In more recent times, tertiary recovery has been the dominant driver of production increases across Canadian and U.S. shale and oil sand reserves. Total recovery rates of up to 75% or more are now possible with modern SAGD processes.
Oil producers are now looking to further increase the yields from current projects. North American shale and Canadian oil sands producers are under pressure from lower cost production in the Middle East and elsewhere, but as the recent energy crisis hit and supply tightened, new ways of maximizing recovery rates have once again come to the fore.
Moving Beyond Traditional SAGD
In traditional SAGD processes, water is heated using natural gas (or other heat sources) to create steam which is pumped into the well. The steam heats the surrounding bitumen, reducing its viscosity, with the oil dropping to a lower well for production. Energy costs to create the steam and emissions from production are a key concern for many producers.
Over the last five years, significant developments in modified versions and alternatives to SAGD have been made. More recently, the use of solvents to complement SAGD has become more commonplace. The reduction or elimination of steam from the process has been achieved in some cases, with solvents doing the majority of the work.
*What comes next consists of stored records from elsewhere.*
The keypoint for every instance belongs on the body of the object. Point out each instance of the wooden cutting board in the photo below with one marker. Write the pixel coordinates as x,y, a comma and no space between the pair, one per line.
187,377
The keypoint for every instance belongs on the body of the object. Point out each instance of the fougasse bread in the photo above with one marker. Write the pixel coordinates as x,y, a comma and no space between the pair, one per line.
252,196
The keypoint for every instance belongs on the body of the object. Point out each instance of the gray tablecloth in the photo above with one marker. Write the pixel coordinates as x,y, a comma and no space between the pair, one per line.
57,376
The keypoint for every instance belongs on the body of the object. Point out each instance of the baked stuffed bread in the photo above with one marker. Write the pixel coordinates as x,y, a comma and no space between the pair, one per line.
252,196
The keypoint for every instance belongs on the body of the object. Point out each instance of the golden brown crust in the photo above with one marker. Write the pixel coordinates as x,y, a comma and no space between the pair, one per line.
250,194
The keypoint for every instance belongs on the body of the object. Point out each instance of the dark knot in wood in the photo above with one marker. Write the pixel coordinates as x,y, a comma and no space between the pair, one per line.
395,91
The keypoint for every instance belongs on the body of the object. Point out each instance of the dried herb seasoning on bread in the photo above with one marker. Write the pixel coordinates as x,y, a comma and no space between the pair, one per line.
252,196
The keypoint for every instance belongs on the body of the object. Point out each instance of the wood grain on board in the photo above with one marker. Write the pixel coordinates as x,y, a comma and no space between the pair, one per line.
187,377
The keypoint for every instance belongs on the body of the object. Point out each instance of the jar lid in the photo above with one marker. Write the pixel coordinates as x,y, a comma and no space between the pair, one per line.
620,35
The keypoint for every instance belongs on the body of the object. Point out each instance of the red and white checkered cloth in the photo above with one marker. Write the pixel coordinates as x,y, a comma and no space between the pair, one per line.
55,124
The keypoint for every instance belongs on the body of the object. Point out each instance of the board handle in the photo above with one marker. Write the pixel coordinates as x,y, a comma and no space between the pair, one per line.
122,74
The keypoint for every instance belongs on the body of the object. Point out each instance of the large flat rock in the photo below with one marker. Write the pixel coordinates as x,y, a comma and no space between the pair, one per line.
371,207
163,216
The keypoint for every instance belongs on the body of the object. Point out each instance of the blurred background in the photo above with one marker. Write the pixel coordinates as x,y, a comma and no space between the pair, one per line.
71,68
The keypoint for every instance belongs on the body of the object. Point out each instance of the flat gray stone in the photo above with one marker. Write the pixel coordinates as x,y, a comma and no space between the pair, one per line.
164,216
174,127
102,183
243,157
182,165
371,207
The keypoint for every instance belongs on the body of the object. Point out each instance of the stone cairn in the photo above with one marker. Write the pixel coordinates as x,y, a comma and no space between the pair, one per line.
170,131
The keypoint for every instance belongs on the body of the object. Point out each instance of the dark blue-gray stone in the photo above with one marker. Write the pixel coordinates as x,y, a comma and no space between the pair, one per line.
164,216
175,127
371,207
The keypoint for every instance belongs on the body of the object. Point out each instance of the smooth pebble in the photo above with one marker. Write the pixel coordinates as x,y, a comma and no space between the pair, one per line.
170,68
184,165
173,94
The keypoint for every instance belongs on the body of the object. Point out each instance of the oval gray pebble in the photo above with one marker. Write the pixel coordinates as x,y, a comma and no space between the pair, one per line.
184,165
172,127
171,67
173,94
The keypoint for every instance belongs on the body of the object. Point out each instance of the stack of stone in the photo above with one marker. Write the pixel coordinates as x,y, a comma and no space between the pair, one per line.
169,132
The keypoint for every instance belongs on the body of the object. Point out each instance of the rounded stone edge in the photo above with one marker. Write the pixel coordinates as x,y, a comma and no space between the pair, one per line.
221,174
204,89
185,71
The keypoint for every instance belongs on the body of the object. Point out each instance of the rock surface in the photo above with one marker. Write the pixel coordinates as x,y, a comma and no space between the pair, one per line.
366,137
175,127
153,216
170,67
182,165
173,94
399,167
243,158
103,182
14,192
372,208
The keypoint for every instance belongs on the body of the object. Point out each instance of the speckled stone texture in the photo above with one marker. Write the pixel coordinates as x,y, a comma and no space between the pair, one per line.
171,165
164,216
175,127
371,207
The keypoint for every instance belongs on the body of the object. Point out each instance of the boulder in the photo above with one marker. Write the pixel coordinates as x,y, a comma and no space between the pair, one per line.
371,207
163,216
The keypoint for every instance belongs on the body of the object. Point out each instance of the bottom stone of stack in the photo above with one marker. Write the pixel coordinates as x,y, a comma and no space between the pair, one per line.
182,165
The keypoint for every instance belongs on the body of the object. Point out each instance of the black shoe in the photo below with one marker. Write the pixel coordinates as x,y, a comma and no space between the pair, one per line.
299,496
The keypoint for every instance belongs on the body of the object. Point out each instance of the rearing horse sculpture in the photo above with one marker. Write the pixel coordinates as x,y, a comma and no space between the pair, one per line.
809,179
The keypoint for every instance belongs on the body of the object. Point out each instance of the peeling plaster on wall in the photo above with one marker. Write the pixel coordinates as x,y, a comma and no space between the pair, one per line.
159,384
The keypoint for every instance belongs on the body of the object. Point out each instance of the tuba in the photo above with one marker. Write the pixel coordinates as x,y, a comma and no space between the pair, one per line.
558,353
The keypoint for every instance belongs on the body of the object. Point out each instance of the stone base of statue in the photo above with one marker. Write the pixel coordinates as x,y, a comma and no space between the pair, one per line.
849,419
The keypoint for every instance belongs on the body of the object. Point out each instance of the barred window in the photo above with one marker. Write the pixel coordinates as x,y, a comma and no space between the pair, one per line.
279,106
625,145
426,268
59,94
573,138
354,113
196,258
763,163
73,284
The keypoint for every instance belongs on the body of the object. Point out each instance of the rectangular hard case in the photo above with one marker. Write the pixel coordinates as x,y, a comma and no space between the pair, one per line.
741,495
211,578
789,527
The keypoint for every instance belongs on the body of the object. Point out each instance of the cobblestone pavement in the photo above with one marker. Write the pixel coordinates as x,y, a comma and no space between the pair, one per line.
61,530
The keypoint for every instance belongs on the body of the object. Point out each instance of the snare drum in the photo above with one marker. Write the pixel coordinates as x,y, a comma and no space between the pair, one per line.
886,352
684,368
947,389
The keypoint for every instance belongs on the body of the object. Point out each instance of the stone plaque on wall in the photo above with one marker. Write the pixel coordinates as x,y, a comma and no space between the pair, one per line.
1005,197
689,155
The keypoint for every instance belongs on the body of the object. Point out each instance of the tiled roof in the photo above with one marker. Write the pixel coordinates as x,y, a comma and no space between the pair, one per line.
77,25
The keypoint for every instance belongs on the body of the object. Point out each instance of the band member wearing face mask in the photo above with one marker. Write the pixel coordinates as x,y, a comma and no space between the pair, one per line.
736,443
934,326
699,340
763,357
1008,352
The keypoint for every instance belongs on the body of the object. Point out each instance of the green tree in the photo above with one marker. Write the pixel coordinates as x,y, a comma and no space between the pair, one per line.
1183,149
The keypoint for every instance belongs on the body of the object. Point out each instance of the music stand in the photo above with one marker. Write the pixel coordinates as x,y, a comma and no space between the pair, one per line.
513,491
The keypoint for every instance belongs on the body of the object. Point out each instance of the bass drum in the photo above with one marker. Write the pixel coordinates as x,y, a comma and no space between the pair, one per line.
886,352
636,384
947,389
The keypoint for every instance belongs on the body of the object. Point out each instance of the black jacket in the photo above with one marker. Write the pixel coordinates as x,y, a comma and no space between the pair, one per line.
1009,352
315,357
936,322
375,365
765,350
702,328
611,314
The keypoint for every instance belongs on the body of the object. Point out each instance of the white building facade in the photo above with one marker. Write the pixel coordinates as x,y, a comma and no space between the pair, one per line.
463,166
Increasingly efficient chemical formulations are being developed and deployed to reduce energy costs, reduce water usage, and increase recovery rates.
CO2 and Carbon Capture
The use of gas for secondary or tertiary recovery has been around for many years. A key development targeted by many researchers is the ability to use carbon dioxide which has been captured from the environment for use in zero net emission oil production.
In December 2022, we saw a shift in policy in the U.S., with oil producers receiving funding for development of carbon recovery systems. The US Department of Energy announced that part of the $3.7 billion USD carbon reduction package would be available to oil producers. This will be welcome news to many in the industry, as cost overruns on new technologies and inflation are putting pressures on budgets for oil recovery projects.
“I do believe that this will become the preferred option to ensure that we can continue the production of low carbon fuel for those that need it” said Occidental’s Chief Executive, Vicki Hollub. Occidental’s Direct Air Capture (DAR) facility in Ector County, Texas is expected to be the world’s largest commercial carbon capture facility, at a cost of $1.1 billion USD.
SAGD and Solvents
SAGD has been used extensively in heavy and in situ oil production in North America since the 2000s. It has been successful in expanding the oil sands of Canada and the shale sands of the U.S. SAGD was a revolutionary process back then, but new approaches are emerging which look to reduce the energy input required.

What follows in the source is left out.